February 2026
Royal Decree‑Law 3/2026, of 3 February, on the revaluation of public pensions and other urgent measures concerning Social Security. Published in the Official State Gazette (BOE) on 4 February 2026
Royal Decree‑Law 3/2026 is adopted in a context of a budgetary extension, following the non-validation and repeal of Royal Decree‑Law 16/2025, with the aim of ensuring the revaluation of public pensions and the continuation of certain Social Security and contribution‑related measures during 2026, thereby avoiding the loss of the increases already applied in January.
From the labour and Social Security perspective, the regulation focuses its impact on three major areas: public pensions and benefits, Social Security contributions, and other urgent measures and structural legal amendments, along with several additional provisions.

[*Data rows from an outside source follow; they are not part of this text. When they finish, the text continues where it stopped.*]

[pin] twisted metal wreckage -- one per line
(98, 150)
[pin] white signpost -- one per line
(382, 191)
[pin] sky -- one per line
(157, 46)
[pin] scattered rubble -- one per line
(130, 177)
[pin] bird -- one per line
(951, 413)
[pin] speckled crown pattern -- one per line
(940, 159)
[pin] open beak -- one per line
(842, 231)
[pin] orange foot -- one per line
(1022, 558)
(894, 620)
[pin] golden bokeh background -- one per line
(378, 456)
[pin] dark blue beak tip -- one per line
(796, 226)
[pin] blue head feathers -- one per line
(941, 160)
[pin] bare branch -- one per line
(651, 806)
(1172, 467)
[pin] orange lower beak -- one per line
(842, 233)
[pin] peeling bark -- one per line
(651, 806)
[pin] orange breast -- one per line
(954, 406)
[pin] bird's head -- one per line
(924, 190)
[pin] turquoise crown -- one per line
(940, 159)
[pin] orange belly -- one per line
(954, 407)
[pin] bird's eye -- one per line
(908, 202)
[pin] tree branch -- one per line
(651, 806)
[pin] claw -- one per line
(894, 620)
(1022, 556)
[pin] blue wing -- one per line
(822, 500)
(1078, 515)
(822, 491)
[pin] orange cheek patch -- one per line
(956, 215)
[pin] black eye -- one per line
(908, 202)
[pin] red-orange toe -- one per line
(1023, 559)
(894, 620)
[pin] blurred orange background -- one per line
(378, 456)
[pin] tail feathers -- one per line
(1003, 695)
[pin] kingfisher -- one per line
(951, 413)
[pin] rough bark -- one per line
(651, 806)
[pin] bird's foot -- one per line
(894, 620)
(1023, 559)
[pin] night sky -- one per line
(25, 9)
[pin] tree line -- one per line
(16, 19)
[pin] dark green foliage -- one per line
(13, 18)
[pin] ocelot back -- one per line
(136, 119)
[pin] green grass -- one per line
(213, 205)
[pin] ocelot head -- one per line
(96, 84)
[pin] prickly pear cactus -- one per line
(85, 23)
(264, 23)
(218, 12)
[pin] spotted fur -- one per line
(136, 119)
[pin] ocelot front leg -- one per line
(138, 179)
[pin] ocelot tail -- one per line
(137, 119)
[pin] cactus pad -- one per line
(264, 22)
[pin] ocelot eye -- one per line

In the area of pensions, the maximum initial amount for 2026 is set at EUR 3,359.60 per month (EUR 47,034.40 per year), and a general revaluation of 2.7% is established for contributory pensions under both the Social Security system and the State Passive Classes Scheme. Minimum amounts are also updated, together with the gender gap‑reducing supplement (EUR 36.90 per month), non‑contributory pensions, SOVI pensions, family benefits, orphanhood benefits derived from violence against women, as well as several social assistance payments and benefits under special schemes. The non‑consolidated nature of minimum complements is maintained, in accordance with the amounts set out in the annexes.
Regarding Social Security contributions, the Royal Decree‑Law updates the parameters applicable for 2026. The maximum contribution base is set at EUR 5,101.20 per month, and the contribution corresponding to the Intergenerational Equity Mechanism increases to 0.90%, with 0.75% borne by the employer and 0.15% by the employee. The additional solidarity contribution on salaries exceeding the maximum contribution base is also maintained. In the Special Scheme for Self‑Employed Workers, the contribution tables planned for 2025 are extended into 2026, with an update of the maximum bases in the higher brackets and of the threshold for fee reimbursement in situations of multiple activity.
Among the additional provisions, notable measures include the extension of repayment deadlines for historical loans granted to Social Security, as well as the establishment of a specific additional contribution for forest firefighters and forest and environmental agents who have been granted reduced retirement age coefficients. This additional rate is set at 10.60%, to be shared between employer and employee.
The regulation also introduces significant amendments to the General Social Security Act (LGSS), including the elimination of the requirement to submit the income tax (IRPF) declaration for access to and maintenance of unemployment benefits, the approval of a new premium rate for occupational contingencies linked to the transition to CNAE‑2025, and the extension until the end of 2026 of the exceptional active‑retirement scheme applicable to primary‑care physicians within the National Health System.
The Royal Decree‑Law enters into force on the same day of its publication in the Official State Gazette—4 February 2026—although the measures relating to pensions and contributions produce effects from 1 January 2026, and certain specific provisions apply from late December 2025, in accordance with its final provision four.